Book Talk | Irvin Ibargüen | Caught in the Current: Mexico’s Struggle to Regulate Emigration, 1940–1980
Join the Institute for Public Knowledge on Wednesday, February 4 (5:30-7:00 PM) for an event with Irvin Ibargüen. He will discuss his book, Caught in the Current: Mexico’s Struggle to Regulate Emigration, 1940–1980, with Cristina Beltran and Natasha Iskander.
Irvin Ibarguen is an assistant professor of history at NYU, focused on Latino migrations. His book, Caught in the Current: Mexico’s Struggle to Regulate Emigration, 1940–1980 is a pioneering analysis of Mexico’s efforts to curb the outflow of its citizens to the United States. It spotlights the miscalculation of Mexican authorities, who believed they could restrain migration at will—particularly when it provoked social chaos, drained the domestic labor pool, or produced egregious cases of migrant abuse. Mexico’s counter-migratory policies, both those based on coercion and incentives, repeatedly collapsed. Mexican migrants resisted restrictions, U.S. authorities refused to cooperate, and Mexican officials ultimately lacked resolve. As the migration swelled, it slipped beyond Mexico’s control. What was once seen as a looming source of disorder, depletion, and disgrace became naturalized as an irreversible fact of national life.

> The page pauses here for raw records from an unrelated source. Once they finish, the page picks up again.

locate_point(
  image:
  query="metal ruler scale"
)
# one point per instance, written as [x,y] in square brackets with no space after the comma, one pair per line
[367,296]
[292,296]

Cristina Beltrán, Ph.D., works at the intersection of Latinx politics and political theory. She is an associate professor in the Department of Social and Cultural Analysis. She is the author of Cruelty as Citizenship: How Migrant Suffering Sustains White Democracy (University of Minnesota Press, 2020) and The Trouble with Unity: Latino Politics and the Creation of Identity (Oxford University Press, 2010). From 2019-2024 she was co-editor of the journal Theory & Event. Her next book, Racial Sensations: Essays on Latinos and the Multiracial Politics of Conservatism is forthcoming with Oxford University Press.
Natasha N. Iskander is the James Weldon Johnson Professor of Urban Planning and Public Service at the Robert F. Wagner School of Public Service, New York University where she conducts research on the relationship between migration and economic development. She looks at the ways that immigration and the movement of people across borders can provide the basis for the creation of new knowledge and of new pathways for political change. She has published widely on these questions, looking specifically at immigration, skill, economic development, infrastructure, and worker rights, with more than 40 articles and book chapters on these topics. Her first book, Creative State: Forty Years of Migration and Development Policy in Morocco and Mexico (Cornell University Press, ILR imprint, 2010), looked at the ways that migrant workers transformed the economic development policies of their countries of origin. It received the International Studies Association – Distinguished Book Award in Ethnicity, Nationalism and Migration Track and was a Social Science Research Council—Featured Publication. Her most recent book, Does Skill Make Us Human?: Migrant Workers in 21st Century Qatar and Beyond (Princeton University Press, 2021), examines the use of skill categories to define political personhood, in ways that have become increasingly salient with the hardening borders and the pressures of climate change. It received the 2022 American Sociological Association — Sociology of Development Best Book Award, the 2022 American Sociological Association — Labor and Labor Movements Best Book Award, and the 2022 American Collegiate Schools of Planning John Friedmann Book Award. Her current project focuses on concrete — the second most used substance on the planet (second only to water) and responsible for close to a tenth of all carbon dioxide emissions globally — as a material lens to examine the relationship between climate change, migration, urbanization, and the future of work.